On to UA to witness the consecration ceremony to begin a mandala sand painting by the visiting Tibetan Buddhist monks, one of whom is a throat singer. Ommmm. Auspicious for a birthday. It was so crowded the monks asked us to sit on the floor where we had been standing. Odors became prominent from the shoulder-to-shoulderness: Stale cigarettes in clothing. Stinky feet. Onion breath. But the spirituality was so uplifting, who cared?

A couple of adjacent cross-legged people must have gotten bored after a few minutes so they left. A woman on the other side pointed to my shoe. It was just some leaves stuck by mud to the sole. She went away. Afterward we saw people we knew. It’s nice on a birthday to run into friends. A party on a Monday being impractical, coincidence like this is next-best.

The timing was such that we could walk to the music hall for the last half of a concert of low-brass students. As a euphonium player who hasn’t picked up a horn in, oh, too long, this was thrilling. They were so good. My mind was full of sonority. On the walk back we saw a couple we knew from temple walking their new puppy.
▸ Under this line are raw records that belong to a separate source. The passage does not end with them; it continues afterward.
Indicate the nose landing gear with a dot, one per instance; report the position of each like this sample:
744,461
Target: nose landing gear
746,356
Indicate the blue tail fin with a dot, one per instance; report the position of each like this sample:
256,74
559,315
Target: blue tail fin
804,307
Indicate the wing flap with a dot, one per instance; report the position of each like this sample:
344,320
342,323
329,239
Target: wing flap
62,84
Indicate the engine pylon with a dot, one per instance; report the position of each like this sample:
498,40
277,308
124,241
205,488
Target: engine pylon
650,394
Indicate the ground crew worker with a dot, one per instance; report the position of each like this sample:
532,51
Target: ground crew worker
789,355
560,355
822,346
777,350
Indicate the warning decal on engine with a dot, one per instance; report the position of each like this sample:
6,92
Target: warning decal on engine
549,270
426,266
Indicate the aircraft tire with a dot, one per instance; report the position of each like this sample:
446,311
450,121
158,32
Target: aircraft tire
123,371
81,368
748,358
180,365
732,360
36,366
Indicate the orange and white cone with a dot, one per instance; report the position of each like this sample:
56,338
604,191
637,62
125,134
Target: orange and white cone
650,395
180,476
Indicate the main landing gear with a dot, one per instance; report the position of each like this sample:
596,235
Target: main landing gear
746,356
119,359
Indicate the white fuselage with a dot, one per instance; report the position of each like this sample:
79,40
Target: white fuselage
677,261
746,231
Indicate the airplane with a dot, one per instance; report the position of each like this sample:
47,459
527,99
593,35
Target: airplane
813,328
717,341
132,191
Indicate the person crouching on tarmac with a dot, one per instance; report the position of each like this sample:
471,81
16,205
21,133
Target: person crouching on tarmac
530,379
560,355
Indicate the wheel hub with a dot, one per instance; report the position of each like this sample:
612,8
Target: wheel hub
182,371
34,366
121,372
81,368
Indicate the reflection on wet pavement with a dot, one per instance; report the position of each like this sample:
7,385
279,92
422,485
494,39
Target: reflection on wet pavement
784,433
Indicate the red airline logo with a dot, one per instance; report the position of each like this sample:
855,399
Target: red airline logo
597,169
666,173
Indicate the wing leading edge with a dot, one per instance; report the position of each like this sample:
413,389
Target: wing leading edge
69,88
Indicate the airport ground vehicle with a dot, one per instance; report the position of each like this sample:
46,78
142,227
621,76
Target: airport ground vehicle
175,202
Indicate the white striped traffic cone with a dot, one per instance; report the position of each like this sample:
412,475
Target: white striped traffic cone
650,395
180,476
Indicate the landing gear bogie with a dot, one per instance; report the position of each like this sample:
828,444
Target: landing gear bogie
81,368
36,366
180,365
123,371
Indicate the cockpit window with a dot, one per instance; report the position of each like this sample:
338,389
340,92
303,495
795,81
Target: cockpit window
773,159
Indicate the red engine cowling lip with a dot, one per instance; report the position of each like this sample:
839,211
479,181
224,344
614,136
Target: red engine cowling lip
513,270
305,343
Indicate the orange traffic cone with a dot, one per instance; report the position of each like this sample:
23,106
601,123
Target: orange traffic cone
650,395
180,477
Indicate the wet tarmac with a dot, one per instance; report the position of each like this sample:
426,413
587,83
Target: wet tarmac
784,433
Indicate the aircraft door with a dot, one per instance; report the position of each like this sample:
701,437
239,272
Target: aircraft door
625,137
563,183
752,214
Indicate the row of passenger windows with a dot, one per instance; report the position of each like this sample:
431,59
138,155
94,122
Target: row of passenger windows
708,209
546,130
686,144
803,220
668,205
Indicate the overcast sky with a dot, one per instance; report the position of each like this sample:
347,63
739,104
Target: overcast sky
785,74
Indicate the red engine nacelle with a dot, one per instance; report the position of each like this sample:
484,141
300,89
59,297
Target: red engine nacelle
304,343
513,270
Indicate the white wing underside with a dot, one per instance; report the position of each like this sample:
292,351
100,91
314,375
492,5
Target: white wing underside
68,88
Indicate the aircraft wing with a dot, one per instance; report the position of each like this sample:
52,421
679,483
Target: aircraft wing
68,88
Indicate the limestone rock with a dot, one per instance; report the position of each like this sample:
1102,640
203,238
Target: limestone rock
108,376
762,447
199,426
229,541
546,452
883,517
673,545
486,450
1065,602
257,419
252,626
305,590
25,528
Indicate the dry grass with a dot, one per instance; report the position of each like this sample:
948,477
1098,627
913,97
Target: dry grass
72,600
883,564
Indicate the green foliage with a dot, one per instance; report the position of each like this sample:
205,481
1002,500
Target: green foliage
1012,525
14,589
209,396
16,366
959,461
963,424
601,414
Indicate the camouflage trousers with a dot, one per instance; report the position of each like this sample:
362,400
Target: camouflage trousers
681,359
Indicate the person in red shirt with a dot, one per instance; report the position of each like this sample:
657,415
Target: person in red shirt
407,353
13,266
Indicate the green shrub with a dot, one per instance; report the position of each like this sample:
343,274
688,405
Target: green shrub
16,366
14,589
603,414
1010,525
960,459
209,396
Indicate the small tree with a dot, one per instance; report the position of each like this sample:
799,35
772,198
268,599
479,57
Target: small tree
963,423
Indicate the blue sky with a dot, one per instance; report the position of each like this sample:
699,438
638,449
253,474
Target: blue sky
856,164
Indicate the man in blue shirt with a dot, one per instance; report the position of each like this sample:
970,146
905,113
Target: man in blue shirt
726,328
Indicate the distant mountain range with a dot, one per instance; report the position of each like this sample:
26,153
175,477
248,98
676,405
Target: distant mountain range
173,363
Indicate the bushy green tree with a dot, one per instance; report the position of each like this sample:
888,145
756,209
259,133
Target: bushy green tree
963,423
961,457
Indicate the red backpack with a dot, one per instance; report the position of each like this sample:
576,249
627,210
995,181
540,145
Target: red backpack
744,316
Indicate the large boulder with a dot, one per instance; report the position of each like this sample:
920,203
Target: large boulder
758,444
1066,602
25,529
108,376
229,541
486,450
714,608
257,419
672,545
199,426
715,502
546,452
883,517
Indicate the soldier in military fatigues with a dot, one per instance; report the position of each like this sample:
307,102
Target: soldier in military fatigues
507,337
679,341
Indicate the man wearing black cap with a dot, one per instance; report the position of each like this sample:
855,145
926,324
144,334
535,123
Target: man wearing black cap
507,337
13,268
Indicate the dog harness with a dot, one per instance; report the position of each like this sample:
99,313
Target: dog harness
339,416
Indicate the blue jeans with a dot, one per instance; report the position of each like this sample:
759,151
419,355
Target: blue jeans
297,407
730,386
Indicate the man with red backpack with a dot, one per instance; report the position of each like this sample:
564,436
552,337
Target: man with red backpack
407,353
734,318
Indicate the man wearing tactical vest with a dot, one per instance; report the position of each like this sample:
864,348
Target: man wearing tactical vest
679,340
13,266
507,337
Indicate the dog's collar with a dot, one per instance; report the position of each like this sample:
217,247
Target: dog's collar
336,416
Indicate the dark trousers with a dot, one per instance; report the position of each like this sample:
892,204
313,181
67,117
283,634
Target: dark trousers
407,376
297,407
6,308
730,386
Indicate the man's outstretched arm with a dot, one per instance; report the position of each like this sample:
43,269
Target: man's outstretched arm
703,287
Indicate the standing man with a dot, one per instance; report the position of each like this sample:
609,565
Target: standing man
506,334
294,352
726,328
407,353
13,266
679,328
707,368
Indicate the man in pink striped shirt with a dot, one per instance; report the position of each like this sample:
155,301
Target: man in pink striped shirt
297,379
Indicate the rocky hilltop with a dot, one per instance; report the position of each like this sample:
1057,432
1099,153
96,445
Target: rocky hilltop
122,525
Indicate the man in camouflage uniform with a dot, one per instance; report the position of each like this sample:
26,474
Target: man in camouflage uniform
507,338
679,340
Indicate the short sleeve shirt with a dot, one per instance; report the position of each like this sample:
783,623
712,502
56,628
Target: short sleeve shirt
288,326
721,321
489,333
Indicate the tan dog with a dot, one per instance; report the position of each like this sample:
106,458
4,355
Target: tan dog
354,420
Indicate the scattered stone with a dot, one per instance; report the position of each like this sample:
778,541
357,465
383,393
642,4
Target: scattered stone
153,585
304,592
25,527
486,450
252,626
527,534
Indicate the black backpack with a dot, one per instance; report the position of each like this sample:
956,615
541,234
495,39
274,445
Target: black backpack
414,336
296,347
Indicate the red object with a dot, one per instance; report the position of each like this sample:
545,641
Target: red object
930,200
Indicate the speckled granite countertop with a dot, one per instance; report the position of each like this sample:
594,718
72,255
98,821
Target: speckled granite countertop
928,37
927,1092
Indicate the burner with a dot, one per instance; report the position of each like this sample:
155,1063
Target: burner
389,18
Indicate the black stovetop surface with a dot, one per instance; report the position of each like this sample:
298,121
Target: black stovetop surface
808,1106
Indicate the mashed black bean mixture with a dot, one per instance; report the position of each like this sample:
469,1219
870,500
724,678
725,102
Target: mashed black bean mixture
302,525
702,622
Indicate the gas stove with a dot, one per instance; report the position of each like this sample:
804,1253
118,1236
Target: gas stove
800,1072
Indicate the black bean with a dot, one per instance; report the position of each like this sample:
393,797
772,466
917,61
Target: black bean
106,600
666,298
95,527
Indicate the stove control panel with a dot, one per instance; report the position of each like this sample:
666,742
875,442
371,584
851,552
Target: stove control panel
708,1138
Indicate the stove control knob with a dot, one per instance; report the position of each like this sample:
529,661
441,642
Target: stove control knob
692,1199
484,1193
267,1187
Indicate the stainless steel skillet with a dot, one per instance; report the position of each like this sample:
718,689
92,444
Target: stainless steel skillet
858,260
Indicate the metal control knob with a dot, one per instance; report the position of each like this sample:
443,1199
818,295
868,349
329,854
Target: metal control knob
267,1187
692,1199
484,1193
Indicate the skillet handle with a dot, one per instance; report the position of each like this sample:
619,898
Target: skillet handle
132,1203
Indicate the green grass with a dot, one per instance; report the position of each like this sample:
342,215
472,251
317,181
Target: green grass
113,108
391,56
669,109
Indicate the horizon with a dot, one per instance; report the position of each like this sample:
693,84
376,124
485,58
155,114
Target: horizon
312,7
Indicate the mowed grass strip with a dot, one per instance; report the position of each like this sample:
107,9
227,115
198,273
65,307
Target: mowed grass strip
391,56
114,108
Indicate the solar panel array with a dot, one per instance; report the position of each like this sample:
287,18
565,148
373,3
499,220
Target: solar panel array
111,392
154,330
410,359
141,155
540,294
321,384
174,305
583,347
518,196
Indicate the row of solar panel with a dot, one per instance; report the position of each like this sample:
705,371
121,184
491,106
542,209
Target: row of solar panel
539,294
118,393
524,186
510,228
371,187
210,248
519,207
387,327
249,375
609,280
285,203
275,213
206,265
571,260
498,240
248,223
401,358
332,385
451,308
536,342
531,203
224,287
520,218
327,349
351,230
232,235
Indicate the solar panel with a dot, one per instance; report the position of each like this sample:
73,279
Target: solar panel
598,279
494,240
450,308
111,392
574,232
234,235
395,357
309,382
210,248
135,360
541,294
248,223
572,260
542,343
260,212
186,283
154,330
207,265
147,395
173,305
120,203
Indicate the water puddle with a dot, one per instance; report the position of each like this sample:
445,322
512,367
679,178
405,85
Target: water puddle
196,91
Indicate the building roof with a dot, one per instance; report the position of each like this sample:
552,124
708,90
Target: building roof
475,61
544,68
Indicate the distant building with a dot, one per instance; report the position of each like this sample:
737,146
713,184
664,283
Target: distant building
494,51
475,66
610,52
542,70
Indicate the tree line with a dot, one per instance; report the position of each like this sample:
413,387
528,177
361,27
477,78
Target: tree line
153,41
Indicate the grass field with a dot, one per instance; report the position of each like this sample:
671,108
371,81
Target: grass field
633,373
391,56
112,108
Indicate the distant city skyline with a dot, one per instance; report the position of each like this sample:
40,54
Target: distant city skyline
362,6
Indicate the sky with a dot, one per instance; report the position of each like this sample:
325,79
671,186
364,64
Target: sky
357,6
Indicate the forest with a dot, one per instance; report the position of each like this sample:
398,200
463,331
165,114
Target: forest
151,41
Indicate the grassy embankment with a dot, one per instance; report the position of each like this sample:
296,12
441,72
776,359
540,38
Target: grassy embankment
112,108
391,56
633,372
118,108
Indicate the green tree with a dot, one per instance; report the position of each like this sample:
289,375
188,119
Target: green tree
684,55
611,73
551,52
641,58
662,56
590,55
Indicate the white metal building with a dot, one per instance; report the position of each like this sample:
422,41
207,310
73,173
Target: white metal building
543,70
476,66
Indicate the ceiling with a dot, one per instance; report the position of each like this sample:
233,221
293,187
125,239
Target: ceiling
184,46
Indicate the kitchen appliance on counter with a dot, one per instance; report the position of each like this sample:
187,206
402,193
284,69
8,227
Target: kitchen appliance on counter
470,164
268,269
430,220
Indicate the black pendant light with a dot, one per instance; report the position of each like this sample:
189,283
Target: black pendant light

What a birthday.

Home for chocolate cake, herbal tea and presents from M.B. With cats sleeping on our laps we saw bits of Colbert-Leno-Letterman-Conan-Daily Show and laughed and laughed.

Later, I picked up my shoes from the doormat where I left them. Those leaves were still there, glued by, oh. Dog poop. Did the fellow mandala witnesses move off because? Humiliation. But.